I have always had a vague sense of “The Dells” in Wisconsin, and it took till now to realize what the place was all about.
I always pictured some lovely outdoor amphitheater, where concerts were performed in the summer. Guess I was thinking more of the Dells of the Wisconsin River, a scenic, glacially formed gorge that features striking sandstone formations along the river’s banks. That is the gorgeous part of Wisconsin we saw from a riverboat tour today. Fall may be just the right time to explore this amazing cross-section of nature’s puff pastry – layers and layers of thin sandstone heated by the sun. Not very robust, but very very dramatic.

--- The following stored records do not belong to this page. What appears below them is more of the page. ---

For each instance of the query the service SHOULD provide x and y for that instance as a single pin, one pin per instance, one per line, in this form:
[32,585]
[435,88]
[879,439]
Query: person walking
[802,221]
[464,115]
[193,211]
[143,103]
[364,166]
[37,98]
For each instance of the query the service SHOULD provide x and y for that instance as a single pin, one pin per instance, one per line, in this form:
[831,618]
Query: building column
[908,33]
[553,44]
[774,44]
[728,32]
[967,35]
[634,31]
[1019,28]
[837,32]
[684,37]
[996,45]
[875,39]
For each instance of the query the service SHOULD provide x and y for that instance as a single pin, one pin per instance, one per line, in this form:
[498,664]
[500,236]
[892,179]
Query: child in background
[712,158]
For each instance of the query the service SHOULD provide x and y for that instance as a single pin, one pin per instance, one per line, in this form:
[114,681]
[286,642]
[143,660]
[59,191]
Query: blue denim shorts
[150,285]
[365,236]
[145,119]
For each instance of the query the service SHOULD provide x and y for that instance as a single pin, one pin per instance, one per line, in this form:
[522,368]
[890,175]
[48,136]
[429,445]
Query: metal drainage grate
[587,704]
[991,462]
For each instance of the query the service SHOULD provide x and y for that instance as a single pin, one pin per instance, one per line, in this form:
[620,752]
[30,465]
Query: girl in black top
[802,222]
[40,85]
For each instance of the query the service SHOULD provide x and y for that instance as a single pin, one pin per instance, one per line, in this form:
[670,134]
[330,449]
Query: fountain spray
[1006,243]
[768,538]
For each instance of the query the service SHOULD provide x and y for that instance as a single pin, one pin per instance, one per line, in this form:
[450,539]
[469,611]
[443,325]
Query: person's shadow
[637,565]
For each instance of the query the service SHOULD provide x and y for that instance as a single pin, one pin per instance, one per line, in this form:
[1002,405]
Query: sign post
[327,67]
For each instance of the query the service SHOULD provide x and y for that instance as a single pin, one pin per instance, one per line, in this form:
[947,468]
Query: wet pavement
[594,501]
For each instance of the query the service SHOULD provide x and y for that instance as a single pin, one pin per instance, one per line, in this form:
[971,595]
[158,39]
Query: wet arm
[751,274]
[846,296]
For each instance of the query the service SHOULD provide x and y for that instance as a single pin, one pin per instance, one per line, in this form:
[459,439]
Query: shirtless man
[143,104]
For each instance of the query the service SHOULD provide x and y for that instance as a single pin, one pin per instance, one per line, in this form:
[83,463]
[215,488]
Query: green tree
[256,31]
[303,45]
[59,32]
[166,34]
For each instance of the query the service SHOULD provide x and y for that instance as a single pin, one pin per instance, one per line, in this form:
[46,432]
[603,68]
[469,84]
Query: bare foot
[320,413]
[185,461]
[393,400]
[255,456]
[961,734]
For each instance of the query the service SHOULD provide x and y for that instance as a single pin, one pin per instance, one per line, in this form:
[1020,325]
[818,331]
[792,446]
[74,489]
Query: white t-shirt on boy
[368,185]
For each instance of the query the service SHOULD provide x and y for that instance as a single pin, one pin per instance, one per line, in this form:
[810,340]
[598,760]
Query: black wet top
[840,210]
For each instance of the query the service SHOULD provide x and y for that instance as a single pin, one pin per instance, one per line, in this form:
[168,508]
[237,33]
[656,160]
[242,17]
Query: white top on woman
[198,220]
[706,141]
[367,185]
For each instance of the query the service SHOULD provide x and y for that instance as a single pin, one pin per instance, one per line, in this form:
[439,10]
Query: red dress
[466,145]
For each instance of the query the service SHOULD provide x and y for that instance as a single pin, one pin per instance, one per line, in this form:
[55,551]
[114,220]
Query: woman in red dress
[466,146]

You can really only see The Dells from a boat, as the land itself is mostly protected. If you followed our tour of Oregon, you might remember The Dalles, the town named after the French word dalle, meaning either “sluice” or “flagstone” and referring to the rocks carved by the Columbia River there. This name has the same source, for the same reason, thanks to French trappers.

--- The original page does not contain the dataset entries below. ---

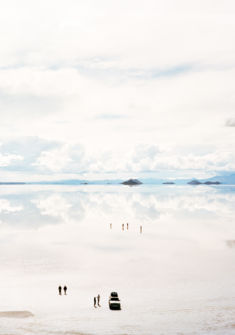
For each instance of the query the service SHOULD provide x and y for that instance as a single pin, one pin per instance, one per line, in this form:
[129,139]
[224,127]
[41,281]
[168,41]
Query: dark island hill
[132,182]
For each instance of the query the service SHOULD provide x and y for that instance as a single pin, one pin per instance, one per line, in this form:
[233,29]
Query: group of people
[60,290]
[97,300]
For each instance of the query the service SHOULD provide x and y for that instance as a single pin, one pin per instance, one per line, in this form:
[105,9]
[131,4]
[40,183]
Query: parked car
[114,301]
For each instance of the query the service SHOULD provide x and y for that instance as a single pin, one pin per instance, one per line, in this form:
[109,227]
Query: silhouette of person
[98,300]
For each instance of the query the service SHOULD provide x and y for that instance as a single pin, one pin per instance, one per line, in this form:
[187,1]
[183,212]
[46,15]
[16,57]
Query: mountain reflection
[55,205]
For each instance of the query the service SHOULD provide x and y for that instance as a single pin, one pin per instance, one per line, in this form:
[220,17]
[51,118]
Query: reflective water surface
[176,277]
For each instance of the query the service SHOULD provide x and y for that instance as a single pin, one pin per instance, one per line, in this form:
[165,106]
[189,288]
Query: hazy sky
[111,88]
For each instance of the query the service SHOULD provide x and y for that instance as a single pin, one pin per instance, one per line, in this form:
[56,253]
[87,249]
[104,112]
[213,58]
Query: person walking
[98,300]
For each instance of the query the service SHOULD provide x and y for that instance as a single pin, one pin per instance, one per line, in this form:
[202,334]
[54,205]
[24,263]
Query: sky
[116,89]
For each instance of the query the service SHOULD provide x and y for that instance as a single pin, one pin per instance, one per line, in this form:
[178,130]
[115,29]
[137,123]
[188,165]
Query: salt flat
[177,277]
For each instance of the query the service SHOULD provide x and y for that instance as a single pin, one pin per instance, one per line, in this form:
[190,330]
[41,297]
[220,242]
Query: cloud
[104,77]
[7,160]
[230,122]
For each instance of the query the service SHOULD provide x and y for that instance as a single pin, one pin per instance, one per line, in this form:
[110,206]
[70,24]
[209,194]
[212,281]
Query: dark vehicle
[114,301]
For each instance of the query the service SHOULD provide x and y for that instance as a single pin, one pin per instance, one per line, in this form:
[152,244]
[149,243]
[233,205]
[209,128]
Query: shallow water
[177,277]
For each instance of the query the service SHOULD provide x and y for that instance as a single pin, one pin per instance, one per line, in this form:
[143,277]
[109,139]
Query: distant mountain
[226,179]
[132,182]
[194,182]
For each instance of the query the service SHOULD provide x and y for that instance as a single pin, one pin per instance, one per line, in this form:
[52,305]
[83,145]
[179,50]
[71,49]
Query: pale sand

The river bank scenes were lovely, but the coves we visited and walked into were spectacular.
And then there is the other Wisconsin Dells. This is a ticky-tacky tourist town of the highest (lowest?) order, known as the “Waterpark Capital of the World,” a title I am sure many other venues crave. We are off-season, so most of the fudge and tee-shirt shops are closed, which makes this a very sad and tacky town. The post-apocalyptic upside-down White House was a kick. All reminiscent of Gatlinburg and Pigeon Forge TN, outside of Dollywood! I guess that at a certain point, the scenery lost its glow and the roar of the arcades and the smell of the fudge completely took over. Now the locals admit that many tourists never even bother to go on the river to experience the amazing Dells. Not really hard to believe, but sad.
Is that why people flock here? Not originally. They came for the lovely scenery. And they knew about it thanks to an early and innovative photographer, Henry Hamilton Bennett. Bennett originated the concept of photojournalism, invented a stop-action shutter (which he called the “snapper”), improved the speed of the chemical exposure process and created other photographic innovations. His photographs attracted throngs of tourists to the beauty of the sandstone gorges of the Wisconsin River Dells. He is most famous for this picture of his son jumping from Stand Rock, “Leap of Faith,” taken in 1886.
Today, our tour included a moment of recreation, with a German Shepherd jumping the chasm. Even though I missed the magic moment, what a thrill! And admire the lovely stone creations around Stand Rock.
But the whole town was redeemed by a dinner we had tonight at the Del Bar Supper Club. Supper Clubs are somewhat unique to Wisconsin, so we had to try one. What are they? A supper club traditionally refers to a dining establishment that also functions as a social club. The term may describe different establishments depending on the region, but in general, supper clubs tend to present themselves as having a high-class image, even if the price is affordable to all. Ours was a bit pricey for the region, but the food was fabulous. Across the room, a dropout from Duck Dynasty was dining in full camo, hence the affordability factor.
But the Del Bar had something extra special. Established in 1943 as a roadside steakhouse by Jim and Alice Wimmer, it is today still family-owned. Because it was located between Wisconsin Dells and Baraboo, the name Del-Bar was chosen. The “Prairie style” ambiance, renovations and expansions are by James Dresser, a protégé of Frank Lloyd Wright. You can see the FLW touches everywhere, and they are just perfect, as was the food. When we expressed an interest in local sweet corn, they took some off the cob for us and prepared it perfectly. We loved this place! It may just be the best dining experience of this trip.